U.S. agency moves to allow class-action lawsuits against financial firms
The nation’s consumer watchdog adopted a rule Monday that will pry open the courtroom doors for millions of Americans, restoring their right to bring class-action lawsuits against financial firms.
Under the Consumer Financial Protection Bureau rule, banks and credit card companies could no longer force customers into arbitration and block them from banding together to file a classaction suit.
The change would deal a serious blow to Wall Street and could wind up costing financial firms billions of dollars.
Richard Cordray, director of the Consumer Financial Protection Bureau, said including mandatory arbitration clauses in contracts “allows companies to sidestep the judicial system, avoid big refunds, and continue to pursue profitable practices that may violate the law and harm large numbers of consumers.”

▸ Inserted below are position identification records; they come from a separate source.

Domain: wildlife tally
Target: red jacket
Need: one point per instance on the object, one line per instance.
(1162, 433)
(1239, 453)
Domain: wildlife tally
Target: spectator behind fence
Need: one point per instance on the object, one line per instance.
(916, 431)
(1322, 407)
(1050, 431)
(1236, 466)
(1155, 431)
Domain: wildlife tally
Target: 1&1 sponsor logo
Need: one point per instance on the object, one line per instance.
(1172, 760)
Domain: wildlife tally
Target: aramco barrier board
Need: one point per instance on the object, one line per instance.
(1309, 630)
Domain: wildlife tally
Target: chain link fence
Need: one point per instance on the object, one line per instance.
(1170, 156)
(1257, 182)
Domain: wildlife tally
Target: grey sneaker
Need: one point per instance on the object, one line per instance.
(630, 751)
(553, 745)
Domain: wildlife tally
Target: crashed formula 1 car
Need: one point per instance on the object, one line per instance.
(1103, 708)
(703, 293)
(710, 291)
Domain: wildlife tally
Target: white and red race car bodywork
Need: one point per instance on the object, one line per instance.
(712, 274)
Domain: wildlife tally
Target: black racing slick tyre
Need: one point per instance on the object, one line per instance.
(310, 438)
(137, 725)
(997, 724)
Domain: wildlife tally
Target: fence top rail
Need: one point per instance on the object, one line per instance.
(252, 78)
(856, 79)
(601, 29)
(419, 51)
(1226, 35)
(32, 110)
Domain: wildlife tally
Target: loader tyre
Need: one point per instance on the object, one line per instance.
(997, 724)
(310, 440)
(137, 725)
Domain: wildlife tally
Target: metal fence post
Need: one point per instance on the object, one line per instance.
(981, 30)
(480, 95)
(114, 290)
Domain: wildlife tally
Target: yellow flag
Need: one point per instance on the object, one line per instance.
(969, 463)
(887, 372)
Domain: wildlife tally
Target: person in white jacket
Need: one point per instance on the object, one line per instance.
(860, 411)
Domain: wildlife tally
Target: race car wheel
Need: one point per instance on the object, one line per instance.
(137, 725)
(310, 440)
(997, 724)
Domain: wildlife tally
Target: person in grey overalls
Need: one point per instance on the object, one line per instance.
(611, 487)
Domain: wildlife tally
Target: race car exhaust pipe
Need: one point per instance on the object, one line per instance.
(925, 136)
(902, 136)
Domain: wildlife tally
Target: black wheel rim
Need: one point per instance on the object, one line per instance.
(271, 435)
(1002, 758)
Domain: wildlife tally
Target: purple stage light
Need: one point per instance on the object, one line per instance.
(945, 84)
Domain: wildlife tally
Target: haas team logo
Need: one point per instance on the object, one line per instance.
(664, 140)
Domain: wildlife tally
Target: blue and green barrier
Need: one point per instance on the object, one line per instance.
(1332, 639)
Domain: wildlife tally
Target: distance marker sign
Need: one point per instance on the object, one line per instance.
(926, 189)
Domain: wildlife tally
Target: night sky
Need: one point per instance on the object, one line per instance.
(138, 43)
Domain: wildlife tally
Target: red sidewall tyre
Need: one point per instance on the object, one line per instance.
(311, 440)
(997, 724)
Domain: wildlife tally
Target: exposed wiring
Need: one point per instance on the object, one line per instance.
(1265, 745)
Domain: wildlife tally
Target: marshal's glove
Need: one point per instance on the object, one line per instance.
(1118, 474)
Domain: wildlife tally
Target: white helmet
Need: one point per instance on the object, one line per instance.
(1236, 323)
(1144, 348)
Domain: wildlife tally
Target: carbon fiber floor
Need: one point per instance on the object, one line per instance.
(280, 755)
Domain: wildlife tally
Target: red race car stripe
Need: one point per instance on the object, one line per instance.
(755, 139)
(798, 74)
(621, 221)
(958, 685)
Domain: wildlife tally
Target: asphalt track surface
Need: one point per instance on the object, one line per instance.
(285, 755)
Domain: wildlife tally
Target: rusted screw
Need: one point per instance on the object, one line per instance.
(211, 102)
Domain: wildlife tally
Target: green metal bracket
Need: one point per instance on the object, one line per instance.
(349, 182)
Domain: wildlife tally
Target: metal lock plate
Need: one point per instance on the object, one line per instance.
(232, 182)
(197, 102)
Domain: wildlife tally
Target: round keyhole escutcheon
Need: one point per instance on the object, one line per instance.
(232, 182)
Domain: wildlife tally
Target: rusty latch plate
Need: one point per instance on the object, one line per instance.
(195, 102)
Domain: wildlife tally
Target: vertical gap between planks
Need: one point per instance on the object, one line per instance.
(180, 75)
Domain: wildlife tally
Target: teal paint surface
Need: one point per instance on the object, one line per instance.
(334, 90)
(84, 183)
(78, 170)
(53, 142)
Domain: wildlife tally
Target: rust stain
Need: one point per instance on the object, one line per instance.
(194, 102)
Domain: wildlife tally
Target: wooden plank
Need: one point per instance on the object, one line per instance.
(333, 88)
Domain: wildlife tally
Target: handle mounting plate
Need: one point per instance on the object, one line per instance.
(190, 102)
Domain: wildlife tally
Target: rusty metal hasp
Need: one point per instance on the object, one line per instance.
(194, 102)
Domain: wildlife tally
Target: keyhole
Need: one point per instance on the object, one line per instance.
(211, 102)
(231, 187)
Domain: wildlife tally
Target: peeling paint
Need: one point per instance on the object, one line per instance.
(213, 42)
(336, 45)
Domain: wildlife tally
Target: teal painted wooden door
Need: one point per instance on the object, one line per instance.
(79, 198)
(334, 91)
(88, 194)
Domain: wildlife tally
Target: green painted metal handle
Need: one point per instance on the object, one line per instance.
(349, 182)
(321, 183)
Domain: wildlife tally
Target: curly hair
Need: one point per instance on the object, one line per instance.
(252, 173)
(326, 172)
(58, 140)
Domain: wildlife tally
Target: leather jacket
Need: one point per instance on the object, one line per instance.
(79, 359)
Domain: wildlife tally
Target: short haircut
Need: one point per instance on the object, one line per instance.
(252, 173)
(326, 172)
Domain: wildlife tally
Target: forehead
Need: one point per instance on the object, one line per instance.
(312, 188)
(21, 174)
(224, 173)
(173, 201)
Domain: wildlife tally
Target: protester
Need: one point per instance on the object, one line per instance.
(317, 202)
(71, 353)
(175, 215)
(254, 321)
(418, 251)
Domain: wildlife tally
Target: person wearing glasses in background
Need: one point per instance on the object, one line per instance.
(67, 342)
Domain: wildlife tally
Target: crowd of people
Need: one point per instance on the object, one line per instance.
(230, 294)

More immediately, its adoption is almost certain to set off a political firestorm in Washington, where both the administration of President Donald Trump and House Republicans have pushed to rein in the consumer finance agency as part of an effort to lighten regulation on the financial industry.
Under the Congressional Review Act, lawmakers have 60 legislative days to overturn the rule blocking mandatory arbitrations. The rule could take effect next year.
The Chamber of Commerce and other probusiness groups have belittled the rule as nothing more than a gift to class-action lawyers, who tend to be Democratic donors.
But as much as Republicans deplore the consumer protection agency, they may find it difficult to kill a rule that could have populist appeal. Judges, prosecutors and regulators have decried arbitration clauses for allowing corporations to circumvent the courts and for taking away the only tools citizens have to fight illegal or deceitful business practices.
The rule is one of the signature efforts of the Consumer Financial Protection Bureau, which was created in 2010 as part of the Dodd-Frank regulatory overhaul to safeguard the rights of Americans after the mortgage crisis.
At a time when DoddFrank has come under attack, the arbitration initiative from the consumer finance agency — which operates independently from the Trump administration — is a provocative stand against the political tide in Washington.
Supporters of the agency say arbitration is the kind of issue that requires independence from corporate interests.
“Forced arbitration deprives victims of not only their day in court, but of the right to band together with other targets of corporate lawbreaking. It’s a get-out-of-jail-free card for lawbreakers,” said Lisa Donner, executive director of Americans for Financial Reform. “The consumer agency’s rule will stop Wall Street and predatory lenders from ripping people off with impunity, and make markets fairer and safer for ordinary Americans.”
The rule will unwind a series of brazen legal maneuvers undertaken by major U.S. companies to block customers from going to court to fight potentially harmful business practices.